Yeah, I’m actually training with Gareth Swanepoel now and it’s been good. It’s something new and it’s good to ride with the pros out here as well. We normally start in the morning with a twenty-minute run and do a little bit of yoga, go to the track and get our motos in for the day (long motos or sprints), and then the gym after that.
How has it been working with Will Hahn and having him in your corner?
Yeah, he’s been pretty good. He actually raced Freestone to help us out with the track and some lines and stuff like that. The motos didn’t really work out because the B class was before him but I mean he still helped us out in practice with a couple of different lines and stuff like that. He’s at the test track every day helping -- telling us what we need to better, and helping us with starts or whatever it is, so he’s a big part of the program.
Have you had the chance to ride/train with some of the 250SX Star Racing riders since you’ve been out in California?

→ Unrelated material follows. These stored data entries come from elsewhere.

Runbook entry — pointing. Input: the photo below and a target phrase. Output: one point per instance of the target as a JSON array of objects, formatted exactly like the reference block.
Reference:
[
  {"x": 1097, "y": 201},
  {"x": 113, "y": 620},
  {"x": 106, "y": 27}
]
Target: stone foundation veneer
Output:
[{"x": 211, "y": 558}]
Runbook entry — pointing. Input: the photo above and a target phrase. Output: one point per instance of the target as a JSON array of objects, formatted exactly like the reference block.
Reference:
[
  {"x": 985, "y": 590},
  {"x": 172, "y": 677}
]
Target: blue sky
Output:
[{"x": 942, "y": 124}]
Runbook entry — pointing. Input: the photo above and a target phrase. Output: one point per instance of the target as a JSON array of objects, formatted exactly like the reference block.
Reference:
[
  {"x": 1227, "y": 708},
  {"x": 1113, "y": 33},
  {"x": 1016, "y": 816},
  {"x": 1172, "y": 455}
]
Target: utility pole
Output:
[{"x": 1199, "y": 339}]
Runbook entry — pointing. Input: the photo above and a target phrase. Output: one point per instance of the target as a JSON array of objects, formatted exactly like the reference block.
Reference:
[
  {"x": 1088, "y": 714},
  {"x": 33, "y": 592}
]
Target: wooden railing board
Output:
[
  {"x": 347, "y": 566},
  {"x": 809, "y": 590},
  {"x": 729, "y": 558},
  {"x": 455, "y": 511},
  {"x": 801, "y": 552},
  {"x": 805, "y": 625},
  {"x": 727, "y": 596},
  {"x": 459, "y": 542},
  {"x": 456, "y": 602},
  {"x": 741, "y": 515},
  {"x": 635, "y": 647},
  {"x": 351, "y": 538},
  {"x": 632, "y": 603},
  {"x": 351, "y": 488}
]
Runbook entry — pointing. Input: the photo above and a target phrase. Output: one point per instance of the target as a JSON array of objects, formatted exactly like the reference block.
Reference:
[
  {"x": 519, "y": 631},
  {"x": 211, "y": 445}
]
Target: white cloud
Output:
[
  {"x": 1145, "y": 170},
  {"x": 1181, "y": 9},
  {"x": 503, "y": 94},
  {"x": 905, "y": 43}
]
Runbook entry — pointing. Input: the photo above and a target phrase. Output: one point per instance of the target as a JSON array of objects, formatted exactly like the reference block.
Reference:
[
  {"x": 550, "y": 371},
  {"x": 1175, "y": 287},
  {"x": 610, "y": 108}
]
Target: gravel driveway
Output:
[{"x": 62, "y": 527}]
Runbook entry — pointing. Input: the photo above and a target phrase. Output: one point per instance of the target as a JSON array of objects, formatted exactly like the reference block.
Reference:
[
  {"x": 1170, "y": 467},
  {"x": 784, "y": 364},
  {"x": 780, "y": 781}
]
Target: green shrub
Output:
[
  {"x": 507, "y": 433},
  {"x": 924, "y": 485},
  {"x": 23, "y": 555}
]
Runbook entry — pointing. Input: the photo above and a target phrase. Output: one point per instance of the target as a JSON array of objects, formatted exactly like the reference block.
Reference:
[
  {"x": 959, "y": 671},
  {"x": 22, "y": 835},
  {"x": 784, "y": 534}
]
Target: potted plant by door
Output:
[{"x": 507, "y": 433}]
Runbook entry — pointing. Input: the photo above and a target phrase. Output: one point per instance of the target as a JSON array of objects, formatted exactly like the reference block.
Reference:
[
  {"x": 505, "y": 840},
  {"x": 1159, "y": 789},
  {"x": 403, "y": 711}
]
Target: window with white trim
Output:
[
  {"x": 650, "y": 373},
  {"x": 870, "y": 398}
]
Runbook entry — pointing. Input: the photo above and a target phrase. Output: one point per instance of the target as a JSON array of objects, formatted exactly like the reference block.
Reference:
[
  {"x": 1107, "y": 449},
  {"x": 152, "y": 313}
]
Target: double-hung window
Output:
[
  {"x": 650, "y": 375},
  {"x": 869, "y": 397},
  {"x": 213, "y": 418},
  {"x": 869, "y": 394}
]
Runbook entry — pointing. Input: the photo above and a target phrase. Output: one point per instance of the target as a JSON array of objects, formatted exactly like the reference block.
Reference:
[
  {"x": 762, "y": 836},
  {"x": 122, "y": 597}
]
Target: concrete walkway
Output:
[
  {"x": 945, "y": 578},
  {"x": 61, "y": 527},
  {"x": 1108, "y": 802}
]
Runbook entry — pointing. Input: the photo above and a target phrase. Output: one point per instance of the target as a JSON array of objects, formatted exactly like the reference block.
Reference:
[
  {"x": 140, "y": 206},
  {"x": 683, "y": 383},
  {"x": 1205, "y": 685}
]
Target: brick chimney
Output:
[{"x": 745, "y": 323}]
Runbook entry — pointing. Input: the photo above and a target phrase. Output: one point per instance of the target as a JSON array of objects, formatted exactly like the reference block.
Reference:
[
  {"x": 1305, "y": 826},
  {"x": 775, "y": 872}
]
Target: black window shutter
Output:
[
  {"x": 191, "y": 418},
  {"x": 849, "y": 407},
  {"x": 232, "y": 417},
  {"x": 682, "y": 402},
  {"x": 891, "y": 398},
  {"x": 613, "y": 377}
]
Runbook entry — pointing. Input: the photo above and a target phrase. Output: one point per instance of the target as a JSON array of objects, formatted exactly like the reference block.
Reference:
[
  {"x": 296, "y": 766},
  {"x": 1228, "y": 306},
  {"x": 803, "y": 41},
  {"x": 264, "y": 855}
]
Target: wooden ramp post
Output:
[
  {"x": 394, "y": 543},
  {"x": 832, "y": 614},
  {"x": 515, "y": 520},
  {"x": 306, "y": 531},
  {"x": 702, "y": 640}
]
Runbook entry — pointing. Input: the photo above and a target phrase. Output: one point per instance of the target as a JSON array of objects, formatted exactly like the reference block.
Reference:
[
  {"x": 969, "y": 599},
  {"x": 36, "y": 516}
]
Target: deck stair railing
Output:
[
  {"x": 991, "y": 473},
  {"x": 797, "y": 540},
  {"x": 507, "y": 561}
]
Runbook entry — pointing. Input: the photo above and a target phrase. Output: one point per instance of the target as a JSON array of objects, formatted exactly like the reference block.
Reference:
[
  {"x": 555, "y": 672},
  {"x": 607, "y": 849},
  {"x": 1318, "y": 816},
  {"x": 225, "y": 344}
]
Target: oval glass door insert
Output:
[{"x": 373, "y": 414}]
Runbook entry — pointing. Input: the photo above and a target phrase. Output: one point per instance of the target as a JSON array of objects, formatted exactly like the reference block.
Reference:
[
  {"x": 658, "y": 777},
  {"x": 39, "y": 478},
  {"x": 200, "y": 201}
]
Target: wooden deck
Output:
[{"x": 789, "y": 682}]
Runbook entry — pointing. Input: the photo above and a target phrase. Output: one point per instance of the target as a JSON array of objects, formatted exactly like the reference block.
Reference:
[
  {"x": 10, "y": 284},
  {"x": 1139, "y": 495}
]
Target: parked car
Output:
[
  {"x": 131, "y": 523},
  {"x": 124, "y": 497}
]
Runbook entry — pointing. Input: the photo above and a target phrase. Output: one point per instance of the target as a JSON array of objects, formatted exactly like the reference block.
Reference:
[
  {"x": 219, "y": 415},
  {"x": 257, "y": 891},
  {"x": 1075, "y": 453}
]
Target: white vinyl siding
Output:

Yeah, when they’re on the outdoor track I do pretty much the same thing and then we do the same thing in the gym as well. So, I’m pretty much on the same program as those guys -- training with them and seeing how fast they are on the track, trying to be as fast as them really pushes me every day to get better and it’s helping my confidence knowing that I have the same program as some of the top guys in the 250 class. Riding with them every day definitely helps a lot.

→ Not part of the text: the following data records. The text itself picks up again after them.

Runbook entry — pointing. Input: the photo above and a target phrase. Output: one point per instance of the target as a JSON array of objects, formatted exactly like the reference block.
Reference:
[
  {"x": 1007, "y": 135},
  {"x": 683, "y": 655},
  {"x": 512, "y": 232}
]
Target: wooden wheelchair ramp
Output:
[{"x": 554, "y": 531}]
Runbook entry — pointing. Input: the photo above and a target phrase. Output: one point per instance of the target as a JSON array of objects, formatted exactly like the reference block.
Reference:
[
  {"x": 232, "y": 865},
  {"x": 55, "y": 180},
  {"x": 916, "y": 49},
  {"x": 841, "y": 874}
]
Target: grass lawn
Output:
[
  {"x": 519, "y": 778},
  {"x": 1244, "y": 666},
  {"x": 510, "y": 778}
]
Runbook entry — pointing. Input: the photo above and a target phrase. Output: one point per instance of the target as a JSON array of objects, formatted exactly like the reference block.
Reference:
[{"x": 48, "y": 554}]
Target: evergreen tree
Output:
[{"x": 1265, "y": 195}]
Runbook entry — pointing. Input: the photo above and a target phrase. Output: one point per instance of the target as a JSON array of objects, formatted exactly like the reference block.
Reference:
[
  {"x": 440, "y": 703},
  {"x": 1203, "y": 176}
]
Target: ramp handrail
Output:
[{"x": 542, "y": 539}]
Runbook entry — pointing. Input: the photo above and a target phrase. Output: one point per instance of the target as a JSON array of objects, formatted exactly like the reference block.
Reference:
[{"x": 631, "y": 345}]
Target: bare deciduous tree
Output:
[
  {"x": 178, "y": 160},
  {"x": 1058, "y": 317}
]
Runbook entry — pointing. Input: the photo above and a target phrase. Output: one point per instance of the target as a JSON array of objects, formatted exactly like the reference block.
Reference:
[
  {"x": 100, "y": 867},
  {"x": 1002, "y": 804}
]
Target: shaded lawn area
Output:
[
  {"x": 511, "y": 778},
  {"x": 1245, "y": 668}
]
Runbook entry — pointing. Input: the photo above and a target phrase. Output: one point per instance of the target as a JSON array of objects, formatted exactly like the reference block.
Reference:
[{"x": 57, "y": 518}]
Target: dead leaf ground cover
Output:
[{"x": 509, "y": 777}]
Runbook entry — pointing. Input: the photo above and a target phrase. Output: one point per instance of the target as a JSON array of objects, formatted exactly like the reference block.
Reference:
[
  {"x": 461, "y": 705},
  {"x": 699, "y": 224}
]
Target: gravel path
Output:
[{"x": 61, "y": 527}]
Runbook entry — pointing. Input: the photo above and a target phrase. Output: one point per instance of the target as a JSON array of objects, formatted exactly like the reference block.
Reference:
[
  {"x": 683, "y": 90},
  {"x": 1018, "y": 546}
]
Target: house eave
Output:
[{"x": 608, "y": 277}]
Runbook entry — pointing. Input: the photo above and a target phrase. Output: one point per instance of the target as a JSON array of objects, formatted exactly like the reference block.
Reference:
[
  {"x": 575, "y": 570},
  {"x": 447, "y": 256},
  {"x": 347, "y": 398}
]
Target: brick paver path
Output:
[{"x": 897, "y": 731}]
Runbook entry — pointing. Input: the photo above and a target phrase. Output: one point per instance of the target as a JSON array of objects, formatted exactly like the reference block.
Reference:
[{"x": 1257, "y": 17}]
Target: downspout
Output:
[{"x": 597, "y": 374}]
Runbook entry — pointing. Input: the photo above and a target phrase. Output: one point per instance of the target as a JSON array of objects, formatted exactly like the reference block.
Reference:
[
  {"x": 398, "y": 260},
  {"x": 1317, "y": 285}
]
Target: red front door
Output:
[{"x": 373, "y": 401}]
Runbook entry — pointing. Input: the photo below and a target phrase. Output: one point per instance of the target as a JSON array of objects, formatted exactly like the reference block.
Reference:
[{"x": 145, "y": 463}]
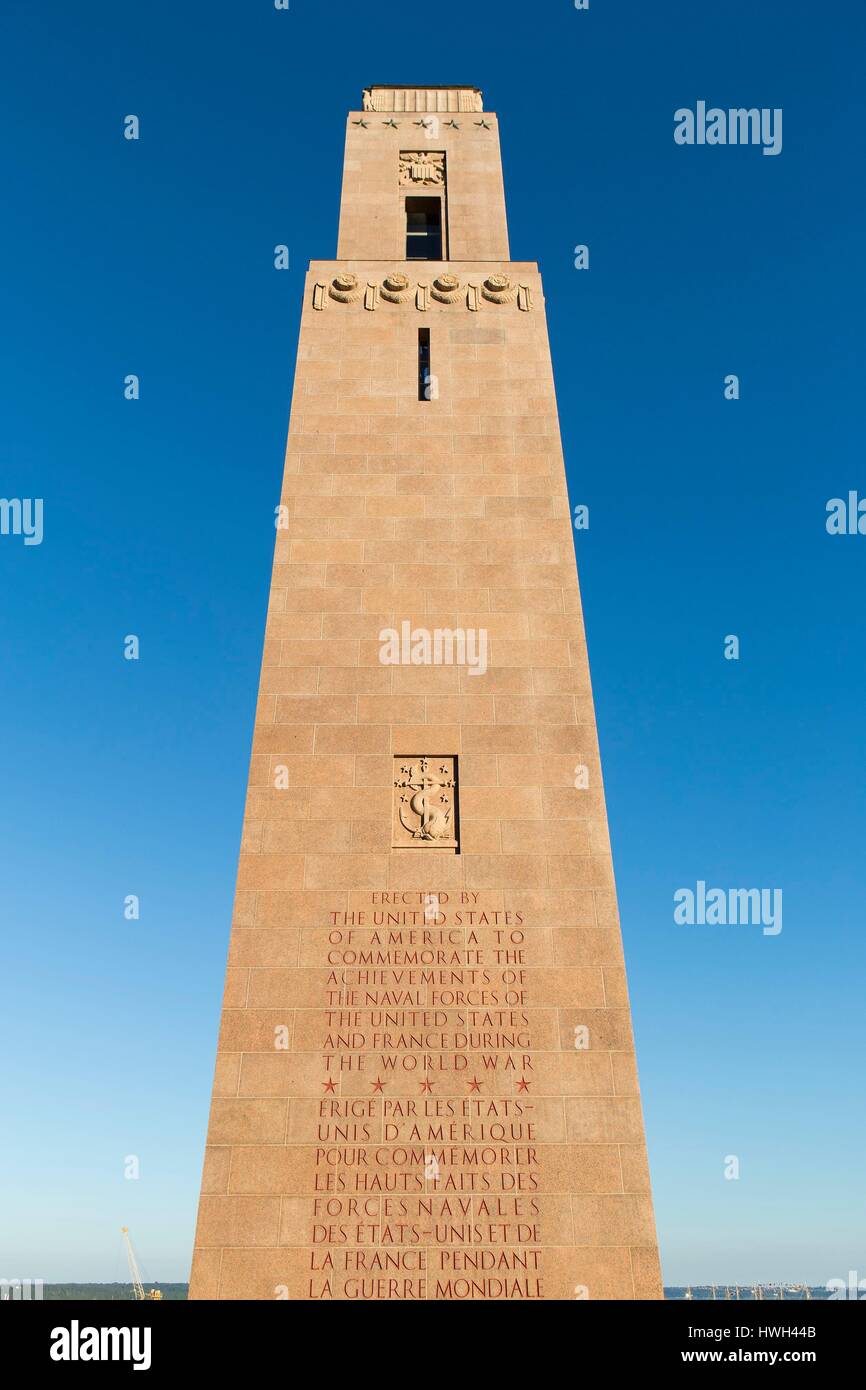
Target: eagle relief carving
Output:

Are you still planning on spending time back at MTF (Millsaps Training Facility) or are you making an early transition to the west coast?
Yeah, I think right now I’m just going to be on the west coast right now with the team so I can be out here riding with the pros and doing the professional program that they have going. It’s not too bad in California, the traffic sucks but I’ve been liking the tracks and training. It’s paid off this year so far so I’m excited to keep it going and see where it takes me.

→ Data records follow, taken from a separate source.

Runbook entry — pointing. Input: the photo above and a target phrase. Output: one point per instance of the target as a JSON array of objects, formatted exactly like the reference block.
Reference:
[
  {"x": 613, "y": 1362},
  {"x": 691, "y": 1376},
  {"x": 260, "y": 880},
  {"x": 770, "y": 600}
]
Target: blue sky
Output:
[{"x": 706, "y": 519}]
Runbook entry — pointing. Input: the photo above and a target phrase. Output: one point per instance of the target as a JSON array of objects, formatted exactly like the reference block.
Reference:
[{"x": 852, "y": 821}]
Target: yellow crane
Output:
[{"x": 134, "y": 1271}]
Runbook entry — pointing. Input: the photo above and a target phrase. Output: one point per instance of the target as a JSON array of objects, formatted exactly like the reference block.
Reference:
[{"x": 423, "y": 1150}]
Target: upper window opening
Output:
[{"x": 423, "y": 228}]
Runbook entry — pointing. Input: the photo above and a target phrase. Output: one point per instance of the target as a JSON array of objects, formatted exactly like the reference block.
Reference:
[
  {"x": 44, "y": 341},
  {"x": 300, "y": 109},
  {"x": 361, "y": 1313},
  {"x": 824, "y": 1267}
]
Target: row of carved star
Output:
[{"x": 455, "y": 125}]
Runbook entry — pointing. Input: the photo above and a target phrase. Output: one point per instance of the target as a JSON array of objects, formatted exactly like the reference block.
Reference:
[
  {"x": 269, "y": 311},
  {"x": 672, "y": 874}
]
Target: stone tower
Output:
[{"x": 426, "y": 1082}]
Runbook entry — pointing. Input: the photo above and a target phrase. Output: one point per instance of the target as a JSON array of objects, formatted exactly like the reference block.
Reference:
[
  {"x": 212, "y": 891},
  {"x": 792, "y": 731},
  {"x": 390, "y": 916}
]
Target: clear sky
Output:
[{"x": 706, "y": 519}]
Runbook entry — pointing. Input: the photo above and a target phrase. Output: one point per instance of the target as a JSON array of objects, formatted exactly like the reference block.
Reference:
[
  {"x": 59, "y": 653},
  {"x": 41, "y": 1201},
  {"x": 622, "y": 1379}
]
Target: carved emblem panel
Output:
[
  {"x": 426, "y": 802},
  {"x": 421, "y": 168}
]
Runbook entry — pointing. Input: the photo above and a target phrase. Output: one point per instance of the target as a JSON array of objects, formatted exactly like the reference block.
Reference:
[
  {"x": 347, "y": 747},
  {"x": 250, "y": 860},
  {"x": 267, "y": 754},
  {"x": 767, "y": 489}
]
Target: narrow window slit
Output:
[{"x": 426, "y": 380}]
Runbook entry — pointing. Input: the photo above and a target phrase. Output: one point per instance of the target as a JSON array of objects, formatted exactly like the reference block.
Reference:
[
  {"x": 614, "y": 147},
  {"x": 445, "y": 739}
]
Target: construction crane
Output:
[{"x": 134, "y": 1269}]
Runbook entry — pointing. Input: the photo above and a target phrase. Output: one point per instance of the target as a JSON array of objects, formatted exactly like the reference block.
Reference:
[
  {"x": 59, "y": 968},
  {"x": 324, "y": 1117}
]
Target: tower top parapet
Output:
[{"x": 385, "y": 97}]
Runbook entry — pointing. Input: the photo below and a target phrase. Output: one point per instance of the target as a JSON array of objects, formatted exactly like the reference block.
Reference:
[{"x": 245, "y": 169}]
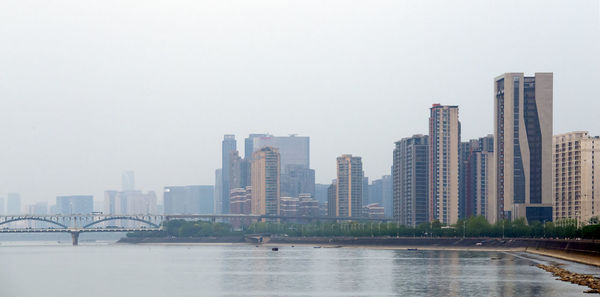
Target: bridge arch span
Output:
[
  {"x": 33, "y": 219},
  {"x": 121, "y": 218}
]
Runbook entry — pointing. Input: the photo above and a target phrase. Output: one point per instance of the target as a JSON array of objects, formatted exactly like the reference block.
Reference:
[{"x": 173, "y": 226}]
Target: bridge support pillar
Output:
[{"x": 75, "y": 237}]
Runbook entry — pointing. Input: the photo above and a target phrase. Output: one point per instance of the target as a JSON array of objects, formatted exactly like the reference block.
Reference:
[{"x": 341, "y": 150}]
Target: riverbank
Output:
[{"x": 581, "y": 251}]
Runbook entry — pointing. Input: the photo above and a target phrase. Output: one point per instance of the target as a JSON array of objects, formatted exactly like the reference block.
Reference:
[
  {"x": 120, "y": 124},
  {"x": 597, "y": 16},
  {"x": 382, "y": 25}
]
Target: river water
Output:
[{"x": 53, "y": 270}]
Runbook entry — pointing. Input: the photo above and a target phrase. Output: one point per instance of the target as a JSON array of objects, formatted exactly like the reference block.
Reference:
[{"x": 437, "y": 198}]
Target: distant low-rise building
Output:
[
  {"x": 288, "y": 206},
  {"x": 75, "y": 204},
  {"x": 194, "y": 199},
  {"x": 374, "y": 211}
]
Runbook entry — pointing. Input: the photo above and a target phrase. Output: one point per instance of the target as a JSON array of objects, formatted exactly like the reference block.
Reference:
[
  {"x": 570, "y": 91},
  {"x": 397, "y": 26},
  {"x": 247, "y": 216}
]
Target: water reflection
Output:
[{"x": 246, "y": 270}]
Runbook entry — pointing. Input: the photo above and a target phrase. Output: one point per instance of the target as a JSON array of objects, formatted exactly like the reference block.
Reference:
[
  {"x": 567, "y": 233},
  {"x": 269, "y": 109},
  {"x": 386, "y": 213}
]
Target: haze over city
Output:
[{"x": 90, "y": 89}]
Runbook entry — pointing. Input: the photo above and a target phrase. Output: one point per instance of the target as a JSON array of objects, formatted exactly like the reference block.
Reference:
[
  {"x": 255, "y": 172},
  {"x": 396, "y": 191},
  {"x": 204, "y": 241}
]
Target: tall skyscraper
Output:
[
  {"x": 239, "y": 172},
  {"x": 13, "y": 203},
  {"x": 218, "y": 195},
  {"x": 332, "y": 199},
  {"x": 75, "y": 204},
  {"x": 410, "y": 174},
  {"x": 380, "y": 192},
  {"x": 296, "y": 175},
  {"x": 249, "y": 145},
  {"x": 227, "y": 147},
  {"x": 444, "y": 140},
  {"x": 265, "y": 181},
  {"x": 479, "y": 178},
  {"x": 464, "y": 150},
  {"x": 128, "y": 181},
  {"x": 321, "y": 192},
  {"x": 130, "y": 202},
  {"x": 523, "y": 145},
  {"x": 193, "y": 199},
  {"x": 349, "y": 186},
  {"x": 576, "y": 176}
]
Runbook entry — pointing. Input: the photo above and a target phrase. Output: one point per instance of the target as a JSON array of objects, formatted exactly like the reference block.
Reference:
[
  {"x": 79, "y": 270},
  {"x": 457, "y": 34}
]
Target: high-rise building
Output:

The Daytona RCSX and JS7 Freestone Spring Championship went incredibly well for you. Could you walk us through those races from your perspective?
Yeah, I won every single moto at Daytona and came away with three championships between 250 B, 450 B, and Schoolboy 2. At Freestone, I won five out of six races and two of the three championships, so this year’s been going really good so far and I’m going to do my best to keep it up. Freestone is always super gnarly and we had the last moto of the day in the B class, so it was even more gnarly plus the sun was going down, so it was hard to see out there and made it even tougher. Riding on some of the rough tracks out in California definitely prepared me for those late motos when the track was rough though, so it’s good to see that my training is paying off. I liked the twenty-minute motos that we had because I’ve been doing thirty-five-minute motos out here with the the pros, so twenty minutes isn’t too bad.
Did the thirty-five-minute motos take some getting used to when you first started doing those regularly?
Yeah, I’ve done thirty-minute motos a lot at MTF, but it’s not too much of a difference. It’s pretty cool to be out here on the same tracks that the pros are practicing on though, so that’s the biggest difference but it’s good.
Have you given any thought to your plans for this season and what you’ll be doing after Loretta’s?
Yeah, right now the plan is to stay in the B class through Loretta’s and then go up to the A class for Mini O’s and Freestone, then I’ll make my pro debut at Hangtown in 2020.